È bene dire che in quegli anni esisteva anche una “licenza per la conduzione di veicoli” che veniva rilasciata dalle prefetture sotto il controllo del Genio Civile, a seguito di una prova di guida e di una normale visita medica (come da Regio Decreto n. 416 del 28 luglio 1901) che, pur non essendo una vera patente, era assolutamente necessaria per arrivare ad ottenerla: anche la Nostra l’ottenne da parte del “Circolo Ferroviario d’Ispezione di Palermo”, ma era appunto l’ambita patente che apriva definitivamente le porte al mondo della guida a 360°. Tale licenza venne rilasciata anche ad altre donne, tra queste la torinese Ernestina Prola nel 1907 che a lungo venne considerata prima donna “patentata” d’Italia, almeno fino alle ricerche effettuate nel 2006 da Andrea Alessi, presidente della ACAIS (Associazione Cultori Auto di Interesse Storico) di Messina, che scoprì come in realtà il primato risiedesse altrove.

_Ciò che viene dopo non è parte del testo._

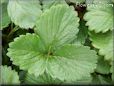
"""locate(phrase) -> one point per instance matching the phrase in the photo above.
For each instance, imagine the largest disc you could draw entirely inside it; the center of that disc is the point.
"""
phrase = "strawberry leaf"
(57, 26)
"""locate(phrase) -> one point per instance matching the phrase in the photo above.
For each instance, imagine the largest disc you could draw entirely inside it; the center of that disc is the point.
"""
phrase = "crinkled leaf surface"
(71, 62)
(24, 13)
(103, 42)
(8, 76)
(68, 62)
(103, 66)
(99, 17)
(42, 79)
(25, 52)
(57, 26)
(46, 4)
(4, 18)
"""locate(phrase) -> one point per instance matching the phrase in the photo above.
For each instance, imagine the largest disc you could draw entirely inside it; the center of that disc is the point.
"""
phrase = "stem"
(49, 51)
(13, 30)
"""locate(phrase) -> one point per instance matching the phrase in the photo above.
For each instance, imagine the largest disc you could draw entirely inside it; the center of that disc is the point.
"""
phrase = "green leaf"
(8, 76)
(25, 51)
(72, 62)
(24, 13)
(49, 3)
(42, 79)
(67, 63)
(99, 17)
(57, 26)
(103, 42)
(103, 66)
(4, 18)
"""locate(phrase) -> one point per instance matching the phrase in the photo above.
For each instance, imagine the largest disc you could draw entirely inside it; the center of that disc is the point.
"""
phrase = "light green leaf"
(99, 17)
(42, 79)
(67, 62)
(4, 18)
(24, 13)
(25, 52)
(8, 76)
(57, 26)
(103, 66)
(46, 4)
(103, 42)
(72, 63)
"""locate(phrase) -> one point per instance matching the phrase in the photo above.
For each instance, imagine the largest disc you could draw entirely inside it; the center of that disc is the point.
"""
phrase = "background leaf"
(24, 13)
(100, 12)
(46, 4)
(103, 42)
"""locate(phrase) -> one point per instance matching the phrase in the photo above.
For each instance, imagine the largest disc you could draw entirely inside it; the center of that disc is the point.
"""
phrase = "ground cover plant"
(57, 42)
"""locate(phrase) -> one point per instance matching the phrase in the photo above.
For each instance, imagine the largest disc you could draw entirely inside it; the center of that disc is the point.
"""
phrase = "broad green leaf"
(82, 34)
(103, 66)
(57, 26)
(4, 18)
(46, 4)
(42, 79)
(8, 76)
(24, 13)
(103, 42)
(25, 52)
(72, 63)
(99, 17)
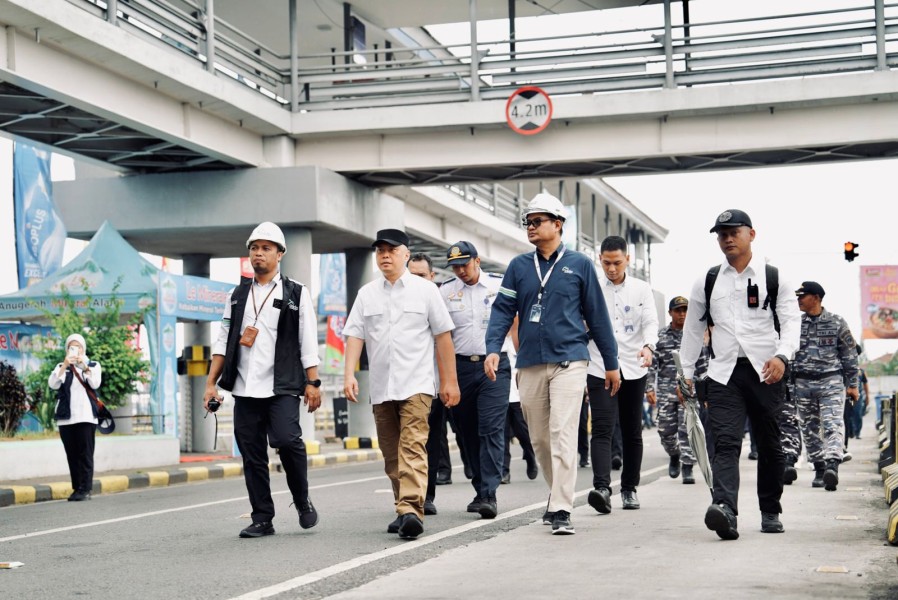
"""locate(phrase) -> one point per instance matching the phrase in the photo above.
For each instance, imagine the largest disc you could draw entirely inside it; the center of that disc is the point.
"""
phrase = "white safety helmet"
(268, 231)
(546, 203)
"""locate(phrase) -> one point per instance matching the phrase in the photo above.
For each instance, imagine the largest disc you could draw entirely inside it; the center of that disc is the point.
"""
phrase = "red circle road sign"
(528, 110)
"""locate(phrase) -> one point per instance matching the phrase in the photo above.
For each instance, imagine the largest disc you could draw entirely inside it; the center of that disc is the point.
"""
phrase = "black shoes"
(474, 505)
(410, 526)
(532, 470)
(561, 523)
(258, 530)
(673, 469)
(600, 500)
(308, 516)
(819, 468)
(831, 475)
(790, 473)
(770, 523)
(720, 518)
(489, 509)
(393, 527)
(430, 508)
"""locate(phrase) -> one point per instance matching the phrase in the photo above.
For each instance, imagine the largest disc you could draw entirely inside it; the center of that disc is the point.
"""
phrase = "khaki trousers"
(402, 434)
(551, 399)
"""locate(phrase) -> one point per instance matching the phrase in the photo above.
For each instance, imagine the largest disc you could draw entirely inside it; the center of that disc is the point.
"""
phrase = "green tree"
(13, 400)
(108, 338)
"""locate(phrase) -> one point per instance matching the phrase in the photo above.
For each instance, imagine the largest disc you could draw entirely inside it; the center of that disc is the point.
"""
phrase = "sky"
(802, 214)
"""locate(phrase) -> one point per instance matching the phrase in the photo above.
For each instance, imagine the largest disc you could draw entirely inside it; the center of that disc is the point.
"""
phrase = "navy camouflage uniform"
(825, 364)
(671, 416)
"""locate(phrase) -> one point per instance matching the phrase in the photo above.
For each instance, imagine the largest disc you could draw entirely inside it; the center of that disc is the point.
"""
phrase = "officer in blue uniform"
(481, 414)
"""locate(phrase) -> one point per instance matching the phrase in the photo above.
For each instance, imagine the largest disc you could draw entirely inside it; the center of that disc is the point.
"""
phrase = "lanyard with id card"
(536, 311)
(249, 334)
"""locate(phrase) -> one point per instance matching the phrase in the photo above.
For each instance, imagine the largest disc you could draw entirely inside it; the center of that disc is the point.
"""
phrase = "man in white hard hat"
(555, 294)
(266, 354)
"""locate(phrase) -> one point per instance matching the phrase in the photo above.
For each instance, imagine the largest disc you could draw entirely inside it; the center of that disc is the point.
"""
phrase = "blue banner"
(40, 233)
(332, 299)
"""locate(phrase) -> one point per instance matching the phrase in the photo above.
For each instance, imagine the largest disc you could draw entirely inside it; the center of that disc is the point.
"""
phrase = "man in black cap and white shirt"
(745, 374)
(481, 413)
(399, 316)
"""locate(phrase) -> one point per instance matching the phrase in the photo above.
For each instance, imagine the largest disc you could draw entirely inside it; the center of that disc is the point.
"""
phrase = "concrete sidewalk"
(193, 467)
(833, 547)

Nel suo diario personale, Nella descrisse lo stupore e lo scalpore che scatenò quando per la prima volta, con quella enorme e veloce automobile, sfrecciò per le strade del piccolo centro di Capizzi, tra lo sguardo incredulo degli uomini e quello impaurito dei contadini che percepirono l’evento come una sorta di presenza “nefasta”, contro natura oltre che aliena: proprio per questo le attribuirono la violenta grandinata che si scatenò in seguito comportando danni ai raccolti. Da quel momento non la fermò più nessuno arrivando a compiere un’altra incredibile esperienza e che lei stessa racconta in modo colto ed attento nei suoi scritti: un viaggio, questa volta su una Lancia Appia (nel dopoguerra), insieme ad un’amica al Circolo Polare Artico, e poi ancora per l’Europa… perché «Voglio andare in un paese più civile del mio!». Nel 1954, decise di donare la sua cara Isotta-Fraschini a Carlo Biscaretti di Ruffia, fondatore dell’odierno Museo Nazionale dell’Automobile di Torino (MAUTO), scrivendo: «in attesa che qualcuno facesse quello che lei ha fatto, ho sempre conservato una cara vecchia automobile che io stessa guidavo quando in Sicilia non eravamo più di due o tre donne al volante… L’auto è così triste mentre guarda dall’alto della sua mole massiccia la (Fiat) 1100 E che le sta vicina, e pur disprezzandola come un giocattolo la invidia».
Oggi l’auto fa bella mostra di sé nelle prime sale del museo torinese, con tanto di originale patente appuntata sulla stessa.
Francesca Mirabile Mancusio si spegnerà il 22 gennaio del 1974 nella splendida “Villa Maria Giovanna” (ancora esistente e dove nel garage trova riposo la Appia dei viaggi a Capo Nord), ed anni fa su iniziativa dell’ACAIS gli è stato intitolato il tratto di lungomare di Caronia Marina adiacente alla villa, sito riconosciuto dalla Regione Sicilia come “luogo dell’identità e della memoria”.
Cosa fa fare la ricerca della libertà e dell’indipendenza.